Just a brief comment on Indemnification language; the staff has been advised that there has been appearances of indemnification language appearing in audit engagement letters for SEC registrants. When an accountant seek immunity from liability such conditions induce departures from objectivity and impartiality, consequently, the accountant cannot be recognized as independent.
Rule 2-01(c)(3) on business relationships says that an accountant is not independent if at any point during the audit and the professional engagement period the accounting firm or any person in the firm has any direct or material indirect business relationship with, among others, directors or substantial stockholders of the company. Boards of Directors have oversight responsibility for the company, its management and its auditors. The rules of the national stock exchanges require the Board of Directors of each listed company to consist of a majority of independent directors, and each member of the audit committee to be independent with respect to the company and its management. These rules also address the audit committee's responsibility to select and oversee an issuer's independent accountant. The independence rules on business relationships specifically prohibit Directors from having direct or material indirect business relationships with auditors.
It is only reasonable to question, following my remarks whether the Commission is considering another revision of the auditor independence rules. I'm not aware of any new auditor independence initiatives at the Commission. I presume, though, that you are aware of the PCAOB's Roundtable on Auditor Independence and Tax Services that was held last July and the related PCAOB discussions during its latest Standards Advisory Group meetings. Also, I refer you to an article in the November 22, 2004, Financial Times, "Regulators close to plan on audit and tax links," which refers to PCAOB activity. To quote the article, "no formal discussion about the tax rules have been made by the PCAOB but an initial draft has been completed and the regulators may next month finalize a document for public consideration."
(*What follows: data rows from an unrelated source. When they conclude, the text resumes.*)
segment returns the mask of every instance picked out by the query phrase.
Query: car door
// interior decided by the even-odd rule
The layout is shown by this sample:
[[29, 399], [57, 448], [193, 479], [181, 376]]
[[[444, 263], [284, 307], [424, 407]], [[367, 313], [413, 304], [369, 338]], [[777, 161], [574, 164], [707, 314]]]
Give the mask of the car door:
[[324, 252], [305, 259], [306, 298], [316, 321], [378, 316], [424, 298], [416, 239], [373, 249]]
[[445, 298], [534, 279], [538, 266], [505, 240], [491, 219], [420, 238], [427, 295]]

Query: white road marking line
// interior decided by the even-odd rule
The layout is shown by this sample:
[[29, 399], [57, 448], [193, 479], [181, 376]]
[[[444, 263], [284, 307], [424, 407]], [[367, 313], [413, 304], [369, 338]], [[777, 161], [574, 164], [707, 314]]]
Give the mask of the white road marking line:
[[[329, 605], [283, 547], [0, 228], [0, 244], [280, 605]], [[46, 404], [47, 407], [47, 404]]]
In a recent speech by Chairman, Donaldson, he noted:
"The SEC and others like us can set the rules and define independence - but legal definitions can only go so far. And our free market, democratic system will gradually erode, and inevitably suffer grievous harm, if remedial efforts are not undertaken and endorsed by a broad cross-section of our business and financial communities."
When companies and auditors achieve and maintain a reputation for auditor independence and engender trust in our financial reporting process is not, in the final analysis, up to the Commission or the PCAOB. It is up to the individuals running businesses and the CPAs doing their daily work of auditing financial statements. Management must recognize that having a critical and objective review of their financial statements and internal controls is not just a statutory requirement - it is good business. Auditors must recognize that the very existence of their profession will depend not only on the quality of their work but also on whether investors believe they have exercised free and independent judgment when they performed their audits. We will provide guidance, but you must turn that guidance into a way of life.